Beyond the 80/20 Rule: High-Entropy Minority Tokens Drive Effective Reinforcement Learning for LLM Reasoning

Note: To use this feature, you need to install the source version of ms-swift.
git clone https://github.com/modelscope/ms-swift.git
cd ms-swift
pip install -e .

The paper finds that when training large language models for reasoning abilities with methods such as RLVR, the key to learning progress lies in a small fraction of high-entropy "minority tokens," rather than the majority of low-entropy tokens.

The paper demonstrates that within the token distribution during model reasoning, only a few high-entropy tokens play a dominant role. These tokens typically appear at critical junctures where the reasoning or decision path diverges the most (e.g., tokens like "wait," "since," etc.), determining whether the model can master complex reasoning tasks. In contrast, most low-entropy tokens contribute little to the model's reasoning ability. The paper proposes computing policy gradients exclusively on high-entropy tokens, discarding gradients for low-entropy tokens.

The formula for token entropy is as follows:

$ H_t := -\sum_{j=1}^{V} p_{t,j} \log p_{t,j}, \qquad \text{where } (p_{t,1}, \cdots, p_{t,V}) = \mathbf{p}t = \pi_\theta(\cdot | \mathbf{q}, \mathbf{o}{<t}) = \text{Softmax}\left(\frac{\mathbf{z}_t}{T}\right) $

Where:

$\pi_\theta$: The model parameterized by $\theta$;
$\mathbf{q}$: The input query;
$\mathbf{o}{<t} = (o_1, o_2, \cdots, o{t-1})$: The sequence of tokens generated prior to timestep $t$;
$V$: Vocabulary size;
$\mathbf{z}_t \in \mathbb{R}^V$: The pre-softmax logits at timestep $t$;
$\mathbf{p}_t \in \mathbb{R}^V$: The model's output probability distribution over the vocabulary;
$T \in \mathbb{R}$: The decoding temperature, controlling the smoothness of the distribution.

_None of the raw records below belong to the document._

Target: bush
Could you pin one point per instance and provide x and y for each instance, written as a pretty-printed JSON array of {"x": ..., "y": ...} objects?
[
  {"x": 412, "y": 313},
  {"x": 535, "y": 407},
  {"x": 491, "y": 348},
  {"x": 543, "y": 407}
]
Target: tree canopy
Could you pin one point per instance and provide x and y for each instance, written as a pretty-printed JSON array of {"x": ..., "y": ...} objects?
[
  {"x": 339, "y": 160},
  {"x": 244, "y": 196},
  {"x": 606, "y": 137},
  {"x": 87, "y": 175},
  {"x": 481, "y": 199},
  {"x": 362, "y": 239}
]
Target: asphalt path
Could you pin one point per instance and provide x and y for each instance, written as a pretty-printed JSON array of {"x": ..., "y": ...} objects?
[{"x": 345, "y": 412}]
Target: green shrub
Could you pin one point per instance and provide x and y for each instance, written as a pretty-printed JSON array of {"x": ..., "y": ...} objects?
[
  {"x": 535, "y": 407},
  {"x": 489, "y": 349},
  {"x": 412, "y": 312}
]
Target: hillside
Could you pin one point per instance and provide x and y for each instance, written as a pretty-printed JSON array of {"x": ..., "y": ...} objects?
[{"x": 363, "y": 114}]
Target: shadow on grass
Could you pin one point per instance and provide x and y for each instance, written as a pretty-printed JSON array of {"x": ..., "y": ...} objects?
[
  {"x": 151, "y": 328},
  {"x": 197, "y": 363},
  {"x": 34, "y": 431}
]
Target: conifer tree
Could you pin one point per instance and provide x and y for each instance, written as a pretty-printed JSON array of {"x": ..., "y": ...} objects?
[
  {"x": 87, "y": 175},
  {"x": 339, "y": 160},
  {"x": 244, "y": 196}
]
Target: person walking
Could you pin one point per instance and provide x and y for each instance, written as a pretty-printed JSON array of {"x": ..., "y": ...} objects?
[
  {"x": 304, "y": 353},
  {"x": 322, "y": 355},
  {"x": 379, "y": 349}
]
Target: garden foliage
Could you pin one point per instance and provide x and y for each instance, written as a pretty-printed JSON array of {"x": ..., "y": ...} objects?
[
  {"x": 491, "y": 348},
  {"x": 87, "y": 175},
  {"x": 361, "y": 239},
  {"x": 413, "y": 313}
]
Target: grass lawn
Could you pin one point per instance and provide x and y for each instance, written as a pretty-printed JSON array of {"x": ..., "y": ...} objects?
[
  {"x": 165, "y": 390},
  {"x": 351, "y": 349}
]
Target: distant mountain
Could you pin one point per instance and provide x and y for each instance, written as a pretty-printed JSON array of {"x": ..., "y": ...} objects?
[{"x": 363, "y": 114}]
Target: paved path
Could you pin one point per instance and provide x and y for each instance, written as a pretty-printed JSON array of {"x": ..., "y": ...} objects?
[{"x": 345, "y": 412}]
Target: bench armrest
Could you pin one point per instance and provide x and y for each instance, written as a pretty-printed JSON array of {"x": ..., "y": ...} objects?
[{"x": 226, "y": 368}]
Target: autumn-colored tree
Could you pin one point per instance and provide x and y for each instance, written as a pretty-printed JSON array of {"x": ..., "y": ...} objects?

Object of entropy computation: $H_t$ is the entropy of the token generation distribution $\mathbf{p}t$, which measures the uncertainty in the policy $\pi_\theta$ under the given context $(\mathbf{q}, \mathbf{o}{<t})$.

"Token entropy" $H_t$ always refers to the uncertainty of the generation distribution $\mathbf{p}_t$ at position $t$, rather than a property of the token $o_t$ itself. In other words, $H_t$ is the entropy of the distribution $\mathbf{p}_t$ at position $t$, and is independent of the sampled token $o_t$.

In practice, during GRPO training, the top_entropy_quantile parameter can be used to control the percentile threshold for entropy filtering. In the experiments from the paper, this parameter is set to 0.2, meaning that only the top 20% of tokens (with the highest entropy) at each sequence position are used for optimization in each batch.

By setting the parameter log_entropy, you can record the changes in entropy during training; see the documentation for reference.